ROGER BALLEN
Boarding House & New Works
September 8, 2011 through October 15, 2011
Opening Reception Thursday, September 8, 7-9 pm
The Fahey/Klein Gallery is pleased to present an exhibition of photographs by Roger Ballen from his recent publication, “Boarding House” (Phaidon, 2009), as well as a selection of previously unseen images from Ballen’s latest series. These never-before seen images from an upcoming publication, revolve around birds in a strange and surreal world created by Ballen. Together, these two series form a complex psychological study, a bizarre and dreamlike photographic journey into Ballen’s psyche and the viewer’s subconscious.
Ballen’s photographic exploration of the people and land of South Africa began in 1982. Ballen’s earlier publications, “Dorps: Small Towns of South Africa” (Hirt and Carter, Cape Town, 1986), “Platteland, Images from Rural South Africa” (William Waterman Publications, 1994) document and explore rural South Africa and its inhabitants— disenfranchised and isolated whites struggling in transition after years of apartheid. Beginning with the later publication, “Outland” (Phaidon Press, 2001), Ballen started to depart from pure documentary photography, and began his transition to symbolic and metaphorical imagery. His 2005 publication, “Shadow Chamber” (Phaidon) blurred the lines between photography, sculpture, painting, and theater, featuring bizarre and mysterious images of people, animals, and objects occupying unsettling and strange rooms covered with scribbled drawings, abandoned objects, and dangling wires. This series of important publications established the fundamental elements of Ballen's work and set the tone for an evolving and increasingly complex body of work that comprises his latest book, “Boarding House”. “With this series, the sense of disjointedness that has been a part of Ballen's work for over a decade comes into full focus, delivering a sort of tarot card mash up with unlimited interpretive possibility.” (Eyemazing, “Boarding House”, 2009).
The series “Boarding House” was shot in a “three-storey warehouse structure near Johannesburg. Remote and hidden among huge tailings from gold mines, it is a neighborhood unto itself. Inside it is crowded with poor workers, transients, criminals hiding from the law, witchdoctors, pet animals, and insects. Only a few rooms are formed by walls, most of the spaces being partitioned off by rugs, blankets, or metal sheeting.” (David Travis, A Dwelling Within...“Boarding House”, Phaidon, 2009)
Although this strange place may in fact exist, it is Ballen’s images that transform the physical structure into a metaphorical and fictitious place, a chimera of shadows, cryptic shapes, inexplicable figures, disjointed body parts, and enigmatic drawings on the wall.

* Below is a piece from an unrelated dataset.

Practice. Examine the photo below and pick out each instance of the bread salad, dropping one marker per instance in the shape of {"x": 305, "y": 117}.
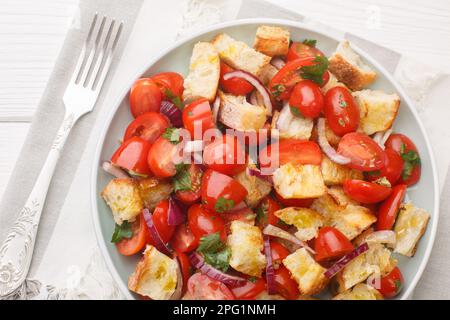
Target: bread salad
{"x": 269, "y": 172}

The title itself “Boarding House” is “based on the concept of transience and temporary residence. “Boarding House” is the manifestation of [Ballen’s] unfettered imagination and is intended to find its way into the open places within the viewer's mind as well. Though Ballen maintains tight formal control of every visual element within the frame, he allows meaning to unfold in the realm of free association, so that details within and amongst his images inform each other in the creation of their own peculiar language. Whether the Boarding House is a real or imaginary place is both indecipherable and irrelevant. It is a place where Ballen's subconscious can occupy its own universe and nurture its own natural forces.” (Eyemazing, “Boarding House”, 2009).
“During the process of creating Boarding House, I broke through or into parts of my mind that I never knew existed. It was quite enthralling to find and be in this place. It is difficult to explain this place except that I think it exists in some way or another in most people’s minds” (Roger Ballen).
Roger Ballen was born in New York, 1950. His mother, an editor at Magnum, heavily influenced Ballen's interest in documentary photography. By the age of 18, he was photographing the civil rights and anti-war movement in the 1960’s. He went on to study psychology and received a Ph.D. in Mineral Economics. After traveling extensively, he settled in South Africa working as a geologist and mining entrepreneur in Johannesburg. It was in rural South Africa, that Ballen discovered the “dorps”, which he began to photograph and document. From 1982 to 1994, Ballen photographed these villages and their people, integrating his background in psychology into his work. When Ballen started work on the publication “Outland” in 1994, he began to photograph solely in Johannesburg, where he has worked and photographed ever since. Roger Ballen's work has been exhibited in galleries internationally, and has been widely collected by institutions such as the Museum of Modern Art, New York and the Victoria and Albert Museum, London.